More than most managers, Mr Woodford has demonstrated the pros and cons of being contrarian. He famously stood aloof during both the dotcom boom and the banking bubble, enduring heavy criticism as his funds underperformed for several years, before being triumphantly vindicated.
Mr Woodford is at it again. He has been cool on rapid-growth "momentum" sectors such as mining stocks and mid-caps, because he believes the current market rebound can't last. Instead, he has targeted defensive pharmaceutical, tobacco and telecoms stocks.
His funds have underperformed for the past two years, but could this now make a good time to buy? Perhaps.
Backing losers can make sense for another reason, says Clem Chambers, the founder of Advfn.com, a stocks and shares website. "A lot of investment funds perform much better when they are smaller. It is easier for a manager to invest, say, £50 million [Dh300.6m] than £500 million. Once a small fund starts to outperform, it attracts a flood of investor money, which the manager has to invest somewhere, even if they have used up their best ideas. Invariably, performance starts to slide."
He says it often makes sense to exit small investment funds before they get too unwieldy and switch to a smaller and hungrier fund.

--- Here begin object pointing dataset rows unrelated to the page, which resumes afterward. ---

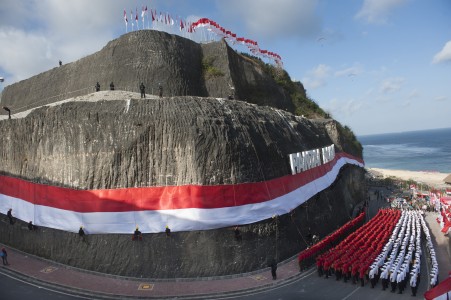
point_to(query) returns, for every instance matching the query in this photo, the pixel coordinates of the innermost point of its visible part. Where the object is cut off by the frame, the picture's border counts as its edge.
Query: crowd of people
(307, 257)
(142, 89)
(387, 248)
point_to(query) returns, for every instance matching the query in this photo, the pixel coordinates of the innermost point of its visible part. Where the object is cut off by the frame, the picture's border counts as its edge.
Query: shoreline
(430, 178)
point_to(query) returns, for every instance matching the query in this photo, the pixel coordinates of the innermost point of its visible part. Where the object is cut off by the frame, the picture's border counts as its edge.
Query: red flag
(181, 25)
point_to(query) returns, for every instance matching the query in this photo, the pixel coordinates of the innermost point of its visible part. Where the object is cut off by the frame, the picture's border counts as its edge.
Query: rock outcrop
(200, 139)
(182, 66)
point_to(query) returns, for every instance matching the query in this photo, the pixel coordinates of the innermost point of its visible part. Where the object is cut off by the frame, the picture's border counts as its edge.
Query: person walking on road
(4, 256)
(273, 269)
(10, 216)
(160, 90)
(142, 88)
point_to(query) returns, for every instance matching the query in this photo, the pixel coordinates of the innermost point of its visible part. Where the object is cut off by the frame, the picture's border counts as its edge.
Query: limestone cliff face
(197, 253)
(114, 139)
(151, 57)
(132, 143)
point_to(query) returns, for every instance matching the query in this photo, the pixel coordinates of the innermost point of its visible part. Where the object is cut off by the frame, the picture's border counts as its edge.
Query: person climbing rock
(10, 216)
(4, 256)
(142, 88)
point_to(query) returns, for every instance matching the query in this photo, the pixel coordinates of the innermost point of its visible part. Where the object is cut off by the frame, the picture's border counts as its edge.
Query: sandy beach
(434, 179)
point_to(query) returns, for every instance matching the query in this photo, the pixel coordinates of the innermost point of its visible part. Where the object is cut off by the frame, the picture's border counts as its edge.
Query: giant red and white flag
(182, 208)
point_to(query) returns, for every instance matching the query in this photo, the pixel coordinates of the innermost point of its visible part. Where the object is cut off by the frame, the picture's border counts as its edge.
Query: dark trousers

Some investors try to safeguard success by signing up to the cult of the star fund manager, buying funds managed by the celebs of the fund world, who have track records of beating the market.
But even the biggest stars have limited powers, Mr Chambers says. "The best managers in the world can't make money if their sector is falling. Look at technology. When the dotcom crash came, the good managers were buried alongside the bad."
Targeting out-of-favour stocks or funds can work, but it is a difficult trick to pull off, says Alwyn Owens at Dubai Financial Advice, a wealth management firm.
"You need plenty of nerve because it's never easy buying what nobody else wants and you need patience to stick to your guns and wait for your choice to come back into favour."
Perhaps the biggest challenge is psychological. If everybody loves a winner; it takes a different kind of investor to love a loser.